The 1980 Supreme Court case Vance v. Terrazas and Congress’ subsequent 1986 amendments to the Immigration & Nationality Act put an end to many of the so-called “involuntary relinquishments”. However, the State Department did not adopt its current administrative presumption that all potentially-relinquishing acts are performed with the intention of keeping U.S. citizenship until the 1990s. Throughout the 1980s, courts still upheld State’s power to make a finding of loss of citizenship against the will of the individual. As the Ninth Circuit put it in Richards v. Secretary of State, 752 F.2d 1413 (1985):
32. As we read Afroyim and Terrazas, a United States citizen effectively renounces his citizenship by performing an act that Congress has designated an expatriating act only if he means the act to constitute a renunciation of his United States citizenship. In the absence of such an intent, he does not lose his citizenship simply by performing an expatriating act, even if he knows that Congress has designated the act an expatriating act. By the same token, we do not think that knowledge of expatriation law on the part of the alleged expatriate is necessary for loss of citizenship to result. Thus, a person who performs an expatriating act with an intent to renounce his United States citizenship loses his United States citizenship whether or not he knew that the act was an expatriating act and, indeed, whether or not he knew that expatriation was possible under United States law …
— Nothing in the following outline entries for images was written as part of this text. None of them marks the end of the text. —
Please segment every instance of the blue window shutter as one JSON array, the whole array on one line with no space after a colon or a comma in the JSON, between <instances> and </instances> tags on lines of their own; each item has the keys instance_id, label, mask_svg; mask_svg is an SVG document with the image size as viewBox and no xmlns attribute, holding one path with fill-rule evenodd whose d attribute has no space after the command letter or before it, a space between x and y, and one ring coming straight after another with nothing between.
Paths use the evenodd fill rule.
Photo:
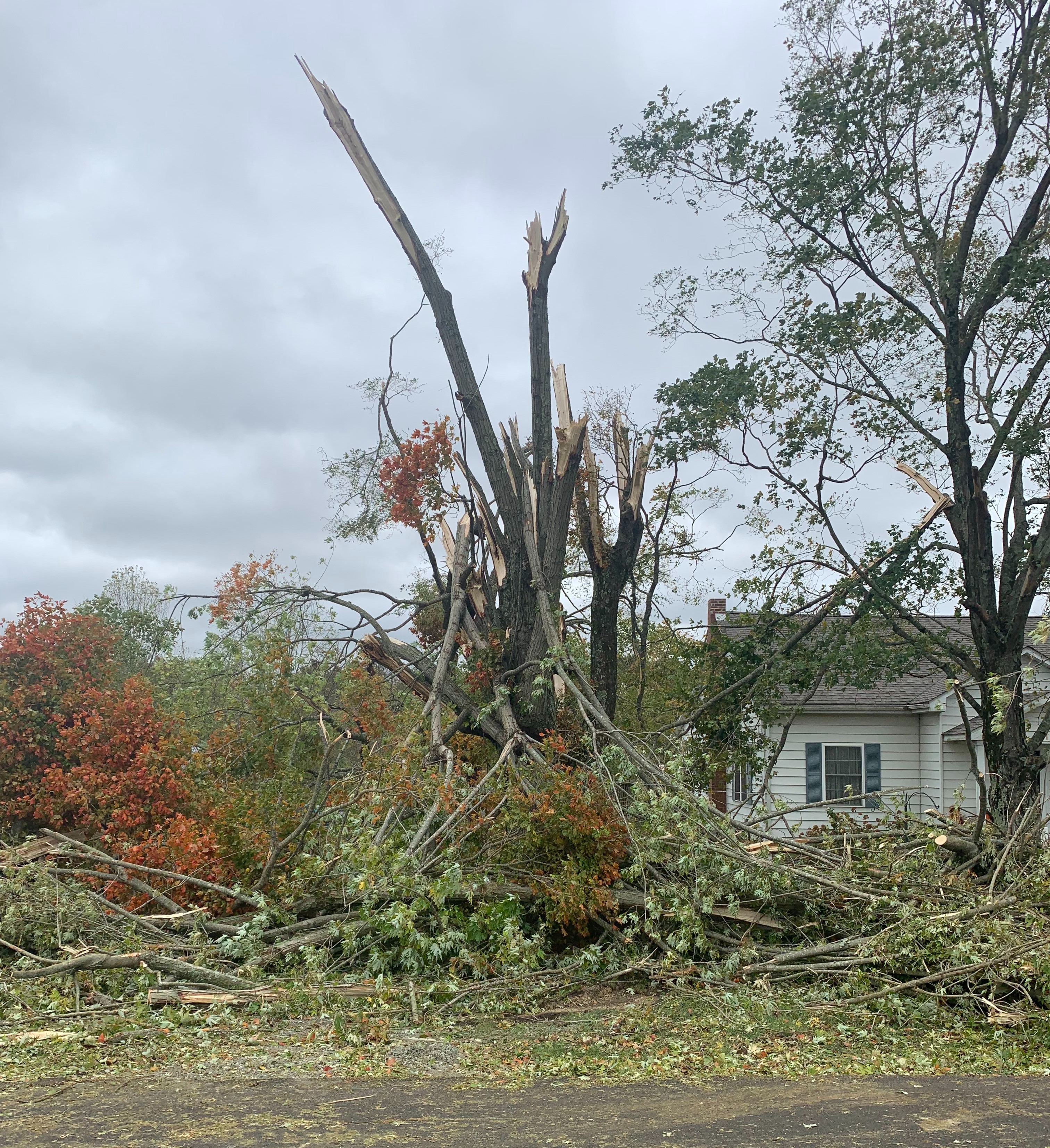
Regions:
<instances>
[{"instance_id":1,"label":"blue window shutter","mask_svg":"<svg viewBox=\"0 0 1050 1148\"><path fill-rule=\"evenodd\" d=\"M876 793L882 788L882 746L878 742L864 744L864 792ZM879 807L879 799L870 797L865 802L869 809Z\"/></svg>"},{"instance_id":2,"label":"blue window shutter","mask_svg":"<svg viewBox=\"0 0 1050 1148\"><path fill-rule=\"evenodd\" d=\"M806 743L806 800L824 800L824 746L819 742Z\"/></svg>"}]
</instances>

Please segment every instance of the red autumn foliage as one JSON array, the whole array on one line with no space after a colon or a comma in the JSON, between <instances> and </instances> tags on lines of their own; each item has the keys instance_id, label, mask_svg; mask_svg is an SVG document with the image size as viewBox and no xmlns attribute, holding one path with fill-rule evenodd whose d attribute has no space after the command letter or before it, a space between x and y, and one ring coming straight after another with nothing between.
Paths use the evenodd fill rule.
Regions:
<instances>
[{"instance_id":1,"label":"red autumn foliage","mask_svg":"<svg viewBox=\"0 0 1050 1148\"><path fill-rule=\"evenodd\" d=\"M223 879L189 746L142 677L116 682L116 635L37 595L0 637L0 817L77 831L126 860ZM188 867L188 869L187 869Z\"/></svg>"},{"instance_id":2,"label":"red autumn foliage","mask_svg":"<svg viewBox=\"0 0 1050 1148\"><path fill-rule=\"evenodd\" d=\"M259 591L282 569L273 554L249 554L247 563L234 563L215 584L216 600L208 607L211 620L221 625L250 610Z\"/></svg>"},{"instance_id":3,"label":"red autumn foliage","mask_svg":"<svg viewBox=\"0 0 1050 1148\"><path fill-rule=\"evenodd\" d=\"M428 540L434 537L437 519L452 504L452 496L442 483L442 476L452 471L456 436L449 429L449 421L445 416L433 425L423 422L396 455L384 458L379 466L379 484L390 502L390 518L422 530Z\"/></svg>"}]
</instances>

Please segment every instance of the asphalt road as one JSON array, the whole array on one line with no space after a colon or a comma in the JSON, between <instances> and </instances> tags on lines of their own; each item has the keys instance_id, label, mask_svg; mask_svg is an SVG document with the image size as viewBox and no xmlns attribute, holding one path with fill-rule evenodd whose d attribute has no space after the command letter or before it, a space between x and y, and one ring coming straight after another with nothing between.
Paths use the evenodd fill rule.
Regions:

36. We agree with the district court that the voluntary taking of a formal oath that includes an explicit renunciation of United States citizenship is ordinarily sufficient to establish a specific intent to renounce United States citizenship. We also believe that there are no factors here that would justify a different result. Richards does not contend that he did not mean what he said. Rather, he argues that he lacked the necessary intent because he never had a desire to surrender his United States citizenship …
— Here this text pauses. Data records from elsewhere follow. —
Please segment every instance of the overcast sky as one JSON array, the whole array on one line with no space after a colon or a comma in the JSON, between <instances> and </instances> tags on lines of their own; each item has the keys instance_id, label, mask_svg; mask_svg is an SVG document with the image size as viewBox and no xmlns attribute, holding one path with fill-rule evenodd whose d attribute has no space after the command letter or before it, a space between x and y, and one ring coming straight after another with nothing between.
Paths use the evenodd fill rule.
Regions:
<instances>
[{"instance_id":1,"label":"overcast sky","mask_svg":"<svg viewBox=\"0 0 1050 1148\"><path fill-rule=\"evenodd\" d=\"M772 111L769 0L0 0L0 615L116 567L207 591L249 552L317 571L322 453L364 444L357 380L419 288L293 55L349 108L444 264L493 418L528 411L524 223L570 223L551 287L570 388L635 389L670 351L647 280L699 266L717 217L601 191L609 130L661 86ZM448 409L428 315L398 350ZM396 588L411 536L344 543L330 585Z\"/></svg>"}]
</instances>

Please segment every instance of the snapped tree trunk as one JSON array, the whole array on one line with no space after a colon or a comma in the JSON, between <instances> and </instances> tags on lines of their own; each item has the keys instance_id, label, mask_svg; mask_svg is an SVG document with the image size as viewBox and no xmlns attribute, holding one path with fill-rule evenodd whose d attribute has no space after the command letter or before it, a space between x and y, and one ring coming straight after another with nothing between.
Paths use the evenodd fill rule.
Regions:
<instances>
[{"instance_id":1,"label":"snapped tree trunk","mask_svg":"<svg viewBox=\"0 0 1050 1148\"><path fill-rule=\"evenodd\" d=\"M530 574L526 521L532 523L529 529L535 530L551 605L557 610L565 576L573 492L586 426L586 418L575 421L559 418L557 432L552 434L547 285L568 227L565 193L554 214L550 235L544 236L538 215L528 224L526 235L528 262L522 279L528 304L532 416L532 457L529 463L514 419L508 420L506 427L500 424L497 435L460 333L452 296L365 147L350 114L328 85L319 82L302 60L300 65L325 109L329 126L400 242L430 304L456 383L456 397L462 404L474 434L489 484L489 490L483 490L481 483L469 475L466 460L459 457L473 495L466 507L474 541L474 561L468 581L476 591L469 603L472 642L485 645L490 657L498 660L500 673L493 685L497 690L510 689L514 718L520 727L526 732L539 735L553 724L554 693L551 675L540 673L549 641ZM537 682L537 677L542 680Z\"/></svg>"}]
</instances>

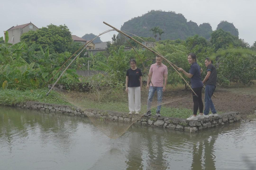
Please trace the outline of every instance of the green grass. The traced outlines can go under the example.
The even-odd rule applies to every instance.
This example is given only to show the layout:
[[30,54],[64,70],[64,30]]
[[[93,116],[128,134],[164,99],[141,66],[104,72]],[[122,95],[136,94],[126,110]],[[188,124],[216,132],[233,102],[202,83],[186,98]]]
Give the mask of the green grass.
[[[46,94],[48,89],[35,89],[33,90],[19,91],[15,90],[0,90],[0,105],[14,106],[23,104],[28,101],[33,101],[52,104],[72,105],[62,99],[56,92],[52,91],[48,96]],[[86,105],[77,106],[82,109],[87,108],[97,109],[102,110],[109,110],[122,113],[129,113],[128,104],[122,102],[88,102]],[[78,104],[78,105],[79,105]],[[151,110],[152,115],[154,116],[156,107]],[[146,106],[142,106],[141,114],[146,112]],[[192,110],[183,108],[175,108],[162,106],[161,114],[163,116],[181,118],[188,117],[192,114]]]
[[48,89],[26,90],[0,90],[0,105],[14,106],[33,101],[53,104],[71,105],[70,104],[58,97],[58,94],[52,91],[48,96],[46,94]]
[[[156,110],[156,108],[151,110],[152,115],[154,115],[155,114]],[[191,109],[185,108],[171,108],[164,105],[161,108],[160,113],[163,116],[185,119],[188,118],[192,115],[193,111]]]

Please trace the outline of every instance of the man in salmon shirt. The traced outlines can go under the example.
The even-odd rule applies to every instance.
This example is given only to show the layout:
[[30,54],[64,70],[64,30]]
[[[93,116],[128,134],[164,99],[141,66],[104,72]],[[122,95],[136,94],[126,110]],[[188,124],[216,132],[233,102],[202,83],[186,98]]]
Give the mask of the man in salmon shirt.
[[149,69],[149,77],[148,77],[147,83],[147,88],[149,89],[147,106],[147,109],[148,111],[144,114],[144,116],[148,116],[152,115],[151,105],[152,99],[156,91],[157,95],[157,108],[156,116],[158,117],[161,116],[160,110],[161,109],[163,92],[165,90],[168,74],[167,67],[162,63],[162,61],[163,59],[161,57],[157,56],[156,57],[156,63],[151,65]]

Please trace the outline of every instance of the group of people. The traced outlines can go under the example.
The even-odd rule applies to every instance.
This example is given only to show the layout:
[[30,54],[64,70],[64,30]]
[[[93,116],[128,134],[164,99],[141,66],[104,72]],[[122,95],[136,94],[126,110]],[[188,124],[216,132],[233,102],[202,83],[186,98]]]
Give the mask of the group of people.
[[[157,96],[157,107],[156,116],[160,117],[160,111],[162,102],[163,92],[166,89],[167,83],[168,71],[167,67],[162,63],[162,58],[159,56],[156,57],[156,63],[150,66],[147,83],[147,88],[149,89],[147,100],[147,112],[144,116],[152,115],[151,106],[154,94],[156,91]],[[197,64],[196,56],[194,53],[190,53],[188,55],[188,61],[190,64],[188,73],[183,69],[179,68],[178,70],[190,79],[194,106],[193,115],[187,120],[188,121],[197,120],[198,119],[209,118],[209,116],[219,116],[215,109],[211,97],[216,88],[217,72],[212,64],[213,61],[209,58],[205,59],[204,63],[207,68],[207,74],[203,81],[201,73],[203,70]],[[130,60],[131,68],[126,72],[125,90],[128,92],[129,114],[139,113],[141,109],[140,91],[142,89],[142,74],[141,70],[137,68],[136,61],[134,59]],[[202,98],[202,90],[205,84],[205,109]],[[199,114],[197,115],[199,109]],[[210,109],[212,114],[209,114]]]

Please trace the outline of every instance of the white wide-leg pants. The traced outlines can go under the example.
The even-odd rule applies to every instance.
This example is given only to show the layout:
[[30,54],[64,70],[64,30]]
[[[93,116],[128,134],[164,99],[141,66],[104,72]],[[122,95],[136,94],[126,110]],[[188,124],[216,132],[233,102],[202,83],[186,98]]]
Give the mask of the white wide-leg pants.
[[140,111],[140,87],[128,87],[128,99],[130,112]]

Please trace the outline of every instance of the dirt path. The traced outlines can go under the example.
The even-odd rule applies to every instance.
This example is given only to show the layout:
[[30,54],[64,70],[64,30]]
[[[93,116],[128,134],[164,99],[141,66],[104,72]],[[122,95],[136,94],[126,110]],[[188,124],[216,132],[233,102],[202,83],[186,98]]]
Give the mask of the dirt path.
[[[203,92],[203,101],[204,105],[204,92]],[[185,107],[193,108],[191,92],[188,90],[169,91],[164,94],[168,98],[178,98],[188,97],[182,100],[172,102],[167,105],[175,108]],[[245,115],[254,113],[256,110],[256,88],[253,86],[250,88],[217,89],[214,94],[217,98],[212,98],[218,112],[228,111],[239,112]]]

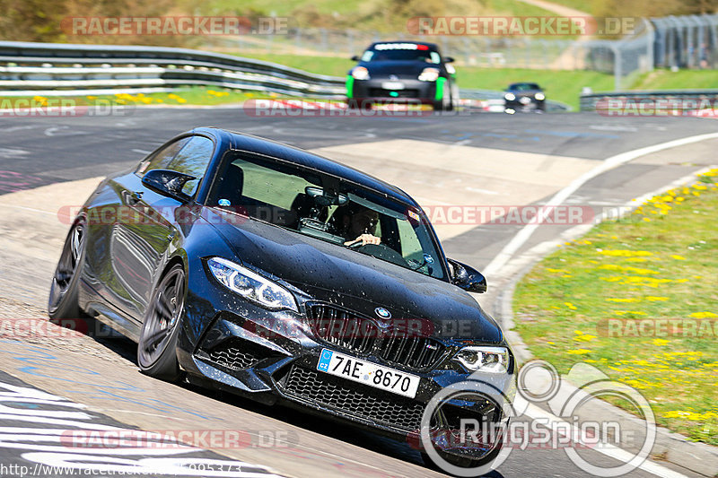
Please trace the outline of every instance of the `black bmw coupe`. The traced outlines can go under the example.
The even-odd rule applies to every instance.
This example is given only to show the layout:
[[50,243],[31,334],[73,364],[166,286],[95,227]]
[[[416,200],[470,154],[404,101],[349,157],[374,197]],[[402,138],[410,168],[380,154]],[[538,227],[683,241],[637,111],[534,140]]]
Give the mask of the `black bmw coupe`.
[[[51,318],[96,317],[141,370],[281,402],[407,439],[505,422],[514,361],[400,189],[299,149],[216,128],[182,134],[104,179],[74,220]],[[494,384],[442,403],[469,378]],[[425,420],[426,420],[425,418]],[[495,456],[433,434],[460,465]]]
We’ve previously discussed a similar ruling made in a 1987 State Department Board of Appellate Review decision, which found that a U.S.-born man had given up his U.S. citizenship by renewing his Belgian passport in 1984 and using it to enter United States territory. Of course, the situation a quarter of a century later is totally the opposite: now people are trying to prove they relinquished decades ago, and the State Department is the one telling them that they are still U.S. citizens against their will & intent. So with that, I’d expect there to be a smaller number of successful relinquishers than in the past — though of course this is all sheer speculation, and the State Department has shown itself to be quite unwilling to help us out with any concrete data.